From Waterloo to Washington: The Legacy of R. Gordon Hoxie
 
    Photo: R. Gordon Hoxie (right) with D. David Eisenhower (left) in 1990. Courtesy of Special Collections & University Archives, Rod Library, University of Northern Iowa.
From Waterloo to Washington: The Legacy of R. Gordon Hoxie
When R. Gordon Hoxie left Waterloo, Iowa, to attend Iowa State Teachers College in the late 1930s, he carried with him a small-town sense of purpose and a big curiosity about how ideas shape history. Those values would guide him through a lifetime of teaching, leadership and public service that reached from the classrooms of Cedar Falls to the corridors of power in Washington, D.C.
Hoxie graduated in 1940, just as the world was on the brink of war. Like many of his generation, he answered the call to serve. During World War II, he flew with the U.S. Army Air Forces and rose to the rank of captain. He later continued his service in the reserves, where he attained the rank of brigadier general. The discipline and sense of duty he gained during those years became hallmarks of his leadership style.
After the war, Hoxie returned to academia, earning advanced degrees from the University of Virginia and Columbia University. At Columbia, he worked closely with Dwight D. Eisenhower, who was then serving as the university’s president. That experience deepened Hoxie’s interest in the American presidency — an interest that would later define his career.
Hoxie went on to teach history at the University of Denver before joining Long Island University, where he became dean of liberal arts and sciences and later chancellor. His time there was marked by a commitment to academic rigor and open dialogue, even as the campus navigated the turbulence of the 1960s. Though his tenure ended amid student protests and administrative clashes, the experience reaffirmed his belief that education must remain a space for debate, dissent and civic engagement.
In 1965, drawing on his connections with Eisenhower and other national leaders, Hoxie founded what became the Center for the Study of the Presidency, now the Center for the Study of the Presidency and Congress, in New York City. His goal was to promote scholarship and public understanding of presidential leadership and the constitutional balance of power. The center’s work, including its flagship journal Presidential Studies Quarterly, continues to shape research and public discourse today.

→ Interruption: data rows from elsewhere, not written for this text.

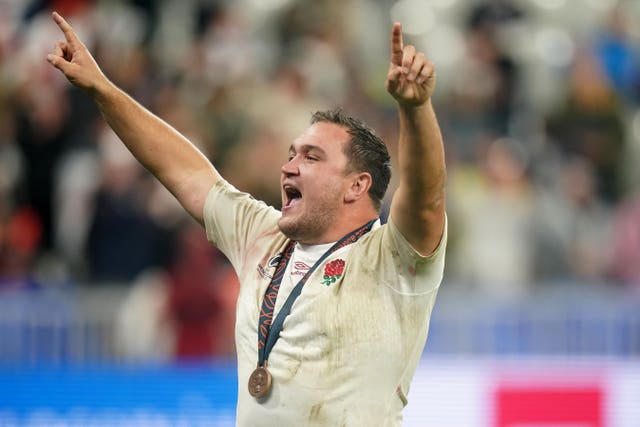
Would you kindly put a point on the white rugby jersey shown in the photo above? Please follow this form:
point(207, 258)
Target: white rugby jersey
point(349, 347)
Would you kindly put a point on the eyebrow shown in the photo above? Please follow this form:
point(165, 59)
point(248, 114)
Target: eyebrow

Throughout his career, Hoxie remained deeply connected to his alma mater. He established a fund shared by the Departments of History and Political Science to promote the study of the presidency. This fund has allowed UNI to bring many speakers to campus to discuss democracy and governance. His gift reflects his lifelong conviction that universities have a responsibility not only to educate but also to engage citizens in the work of democracy.
That legacy continued this fall with the Hoxie Forum: Congress, the President and the Balance of Power on Monday, Oct. 13. The event brings former members of Congress to UNI for open discussions with students and community members about how government works, and how it sometimes doesn’t.
Over the course of his life, Hoxie was honored with numerous awards, including the Legion of Merit and the Distinguished Service Medal of the City of New York. He also served as a consultant to the U.S. State Department and maintained active relationships with universities abroad, including in South Korea and Poland. Yet despite his global outlook, he never forgot his Iowa roots.
Hoxie often credited another Iowan, historian Carl Becker, as a guiding influence. Becker’s belief that democracy depends on “thinking citizens” resonated deeply with Hoxie’s own mission. It was a philosophy he carried from the classrooms of the Iowa State Teachers College to his founding of a national institution dedicated to studying the presidency.
R. Gordon Hoxie passed away in 2002, but his legacy continues — in UNI’s lecture halls, in the students who gather each year to debate the balance of power, and in the belief that knowledge, conversation and civic duty remain at the heart of a healthy democracy.